Ernest Wilson

Personal information
- Full name: Ernest Summers Wilson
- Born: 31 March 1877 Dunedin, Otago, New Zealand
- Died: 13 July 1959 (aged 82) Dunedin, Otago, New Zealand

Domestic team information
- 1927/28: Otago
- Source: ESPNcricinfo, 28 May 2016

= Ernest Wilson (New Zealand cricketer) =

New Zealand cricketer (1877–1959)

Ernest Summers Wilson (31 March 1877 - 13 July 1959) was a New Zealand cricketer. He played one first-class match for Otago in unusual circumstances during the 1927–28 season.

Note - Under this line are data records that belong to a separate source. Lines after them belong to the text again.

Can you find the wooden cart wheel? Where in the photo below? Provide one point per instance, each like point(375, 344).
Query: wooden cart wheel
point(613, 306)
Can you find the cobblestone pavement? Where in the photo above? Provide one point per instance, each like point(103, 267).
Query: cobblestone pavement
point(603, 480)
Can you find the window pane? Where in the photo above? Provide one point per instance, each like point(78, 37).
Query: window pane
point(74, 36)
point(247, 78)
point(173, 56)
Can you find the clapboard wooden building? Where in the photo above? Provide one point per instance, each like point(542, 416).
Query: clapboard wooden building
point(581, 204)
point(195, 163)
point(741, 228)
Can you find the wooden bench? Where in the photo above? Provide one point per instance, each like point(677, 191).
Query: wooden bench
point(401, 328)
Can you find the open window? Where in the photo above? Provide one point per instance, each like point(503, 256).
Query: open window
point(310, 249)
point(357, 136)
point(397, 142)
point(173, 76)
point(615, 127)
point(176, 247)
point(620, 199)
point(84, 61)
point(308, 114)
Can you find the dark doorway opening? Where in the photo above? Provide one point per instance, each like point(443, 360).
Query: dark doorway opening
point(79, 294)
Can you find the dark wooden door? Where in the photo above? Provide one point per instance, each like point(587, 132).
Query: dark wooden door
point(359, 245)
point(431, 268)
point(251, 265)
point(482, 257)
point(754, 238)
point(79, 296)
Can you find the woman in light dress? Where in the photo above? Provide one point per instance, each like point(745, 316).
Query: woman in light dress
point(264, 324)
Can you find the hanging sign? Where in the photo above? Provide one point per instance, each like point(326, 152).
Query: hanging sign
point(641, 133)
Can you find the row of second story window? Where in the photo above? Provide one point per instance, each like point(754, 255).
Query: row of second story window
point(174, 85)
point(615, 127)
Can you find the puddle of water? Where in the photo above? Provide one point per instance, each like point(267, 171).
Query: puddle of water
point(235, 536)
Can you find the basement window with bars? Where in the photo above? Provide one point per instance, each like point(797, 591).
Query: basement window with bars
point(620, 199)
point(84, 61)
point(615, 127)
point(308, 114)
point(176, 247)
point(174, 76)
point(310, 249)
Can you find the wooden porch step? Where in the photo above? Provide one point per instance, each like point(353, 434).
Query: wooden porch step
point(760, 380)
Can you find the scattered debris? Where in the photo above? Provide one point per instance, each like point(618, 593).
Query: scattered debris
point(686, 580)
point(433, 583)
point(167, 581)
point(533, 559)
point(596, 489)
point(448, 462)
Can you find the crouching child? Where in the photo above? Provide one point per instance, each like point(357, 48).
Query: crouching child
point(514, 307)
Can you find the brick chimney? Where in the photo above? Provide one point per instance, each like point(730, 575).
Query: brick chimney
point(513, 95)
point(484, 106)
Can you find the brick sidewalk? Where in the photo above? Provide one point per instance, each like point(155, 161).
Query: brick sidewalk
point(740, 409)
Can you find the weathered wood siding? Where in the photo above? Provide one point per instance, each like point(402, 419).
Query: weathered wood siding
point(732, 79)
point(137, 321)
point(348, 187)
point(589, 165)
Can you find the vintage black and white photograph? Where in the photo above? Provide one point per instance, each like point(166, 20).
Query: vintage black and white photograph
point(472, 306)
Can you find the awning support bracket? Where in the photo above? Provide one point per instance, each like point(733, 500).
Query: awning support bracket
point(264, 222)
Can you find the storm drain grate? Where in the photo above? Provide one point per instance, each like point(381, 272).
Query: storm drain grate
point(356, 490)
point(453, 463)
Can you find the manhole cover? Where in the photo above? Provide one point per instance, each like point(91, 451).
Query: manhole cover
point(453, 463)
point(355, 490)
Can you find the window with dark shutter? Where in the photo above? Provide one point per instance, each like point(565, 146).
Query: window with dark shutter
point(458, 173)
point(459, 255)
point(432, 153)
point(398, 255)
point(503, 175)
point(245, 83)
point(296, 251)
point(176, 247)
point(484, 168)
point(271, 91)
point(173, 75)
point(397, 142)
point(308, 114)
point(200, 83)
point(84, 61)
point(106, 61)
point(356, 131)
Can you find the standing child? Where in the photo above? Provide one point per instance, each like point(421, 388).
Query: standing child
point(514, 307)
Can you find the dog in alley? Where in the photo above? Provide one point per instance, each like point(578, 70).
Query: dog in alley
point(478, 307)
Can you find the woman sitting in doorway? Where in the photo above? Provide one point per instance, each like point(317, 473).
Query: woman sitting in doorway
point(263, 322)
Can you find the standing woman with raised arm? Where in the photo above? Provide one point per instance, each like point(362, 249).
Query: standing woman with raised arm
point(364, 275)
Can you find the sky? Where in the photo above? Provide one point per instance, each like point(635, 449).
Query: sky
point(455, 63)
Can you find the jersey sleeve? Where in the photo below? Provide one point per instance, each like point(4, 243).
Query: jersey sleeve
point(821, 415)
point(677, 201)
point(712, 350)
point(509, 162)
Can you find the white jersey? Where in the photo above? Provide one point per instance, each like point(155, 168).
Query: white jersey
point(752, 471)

Wilson was born at Dunedin in 1877. He worked as a company secretary and was the secretary of the Otago Cricket Association, the Otago Rugby Football Union, the Otago lawn tennis association, the Dunedin Operatic Society and the Dunedin Competitions Society. He played lawn bowls and was active as an administrator in the sport as well.

In his role at the cricket association, he managed the Otago team and was at the Basin Reserve in Wellington in January 1928 when Laurie Eastman was injured after bowling five overs. Wilson did not bat in Otago's first innings―with Eastman recorded as absent hurt―but was allowed to bat in Otago's second innings as they followed on. He scored eight not out in a heavy defeat at the age of 50. This was his only first-class match.

Wilson married and had a son. He died at Dunedin in 1959 aged 82. He had been awarded the MBE in the 1955 New Years Honours.